Speakers and performers at the Ford Field nightly sessions, organized by night, included:

====Wednesday July 15====

- Elizabeth Eaton, ELCA Presiding Bishop
- Mikka McCracken
- Rev. Dr. Luke A. Powery
- Agape, Christian rapper
- Lost and Found, musical act

====Thursday July 16====

- Karis Ailabouni
- Eric Barreto
- Rev. Alexia Salvatierra

====Friday July 17====

- Rani Abdulmasih
- Sarah Funkhouser
- Steve Jerbi
- Emily Scott
- The Temptations

====Saturday July 18====

- Kyle Larson
- Veronika Scott
- Rozella White
- Marian Wright Edelman
- Skillet (band)

=== Houston 2018 ===
The 2018 ELCA Youth Gathering took place in Houston, Texas, from June 27 to July 1. The theme for the 2018 gathering was "This Changes Everything". Mass gathering events were held at NRG Stadium on the evenings of June 27 to 30 with a final morning service on July 1. July 28 to 30 were designated as a 3-day rotation of Learning Days for the time leading up to the gathering. On Synod Day, gatherers met with their respective synods for worship and fellowship in designated locations. On the day of Service Learning, gatherers were split into groups and engaged in various service projects throughout Houston. Being that the city was in the aftermath of Hurricane Harvey, many of these service projects related to construction. Gatherers were invited to "shift" their perspective of service "by focusing on stories, healing, intersections, faith, and togetherness". Once their respective service projects was finished, each of the groups arrived at NRG Arena for various activities. On the day of Interactive Learning, attendees gathered at NRG Center and engaged in various interactive activities and learning opportunities throughout the venue.

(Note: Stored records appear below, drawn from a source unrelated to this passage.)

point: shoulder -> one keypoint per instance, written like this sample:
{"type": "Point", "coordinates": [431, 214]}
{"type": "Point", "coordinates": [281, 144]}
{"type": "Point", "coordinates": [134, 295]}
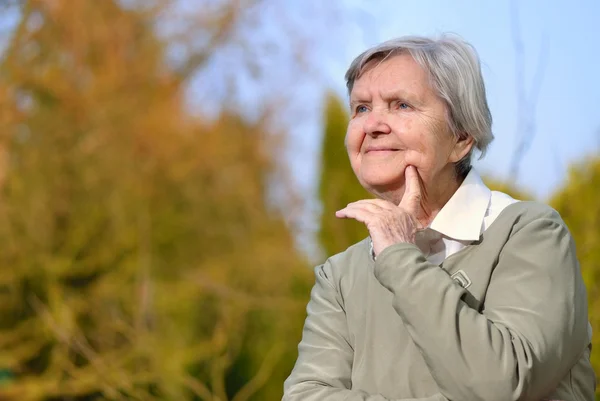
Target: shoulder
{"type": "Point", "coordinates": [529, 221]}
{"type": "Point", "coordinates": [525, 212]}
{"type": "Point", "coordinates": [346, 265]}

Speakers and performers organized by night were:

==== Wednesday June 27 ====

===== Speakers =====

- Prairie Rose Seminole
- Bishop Michael Rinehart
- Rev. Tuhina Rasche
- Debora D.E.E.P Mouton
- Elizabeth Eaton, ELCA Presiding Bishop

===== Performers =====

- Agape, Christian rapper
- LZ7
- Josiah Williams
- Ginny Owens

==== Thursday June 28th ====

===== Speakers =====

- Caroline Meeker
- Rev. Aaron Fuller
- Deacon Erin Power
- Marlon Hall

===== Performers =====

- Ryan Brown
- Rachel Kurtz
- Guardians Drum and Bugle Corps

==== Friday June 29 ====

===== Speakers =====

- Elizabeth Peter
- Rev. Will Starkweather
- Michaela Shelly
- Rev. Nadia Bolz-Weber
- Jasmine Seguarra

===== Performers =====

- Tauren Wells

==== Saturday June 30 ====

===== Speakers =====

- Rev. Dr. Stephen Bouman
- Deborah D.E.E.P Mouton
- Carson McCullar
- Joe Davis
- Jamie and Rebekah Bruesehoff
- Maria Rose Belding

===== Performers =====

- Tenth Avenue North

==== Sunday July 1 ====

===== Speakers =====

- Elizabeth Eaton, ELCA Presiding Bishop
- Savanna Sullivan

== Locations and themes ==

| Year | Location | Venue | Theme | Bible verse |
|---|---|---|---|---|
| 1988 | San Antonio | HemisFair Arena | "Rejoice in the Lord Always" | Philippians 4: 4–7 |
| 1991 | Dallas | Reunion Arena/Hyatt Regency Convention Center | "Called to Freedom" | 1 Timothy 4:12 |
| 1994 | Atlanta | Georgia Dome | "2 Be Alive" |  |
| 1997 | New Orleans | Louisiana Superdome | "River of Hope" |  |
| 2000 | St. Louis | Edward Jones Dome | "Dancing at the Crossroads" |  |
| 2003 | Atlanta | Georgia Dome | "Ubuntu" ("Do Life") |  |
| 2006 | San Antonio | Alamodome | "Cruzando" ("Crossing") |  |
| 2009 | New Orleans | Louisiana Superdome | "Jesus, Justice, Jazz" | Philippians 2:1-8 |
| 2012 | New Orleans | Mercedes-Benz Superdome | "Citizens With the Saints" | Ephesians 2:14-20 |
| 2015 | Detroit | Ford Field | "Rise Up Together" | The Gospel of Mark |
| 2018 | Houston | NRG Stadium | "This Changes Everything" | Ephesians 2:8 |
| 2021* | Minneapolis | U.S. Bank Stadium | "boundless: God beyond measure" | Ephesians 3:14-21 |
| 2024 | New Orleans | Smoothie King Center | Created to Be | Psalm 139:14 |
| 2027 | Minneapolis | U.S. Bank Stadium | Imagine More | Ephesians 3:20 (Inclusive) |

- The Gathering, originally scheduled for 2021, was rescheduled for 2022 due to the COVID-19 pandemic and then canceled.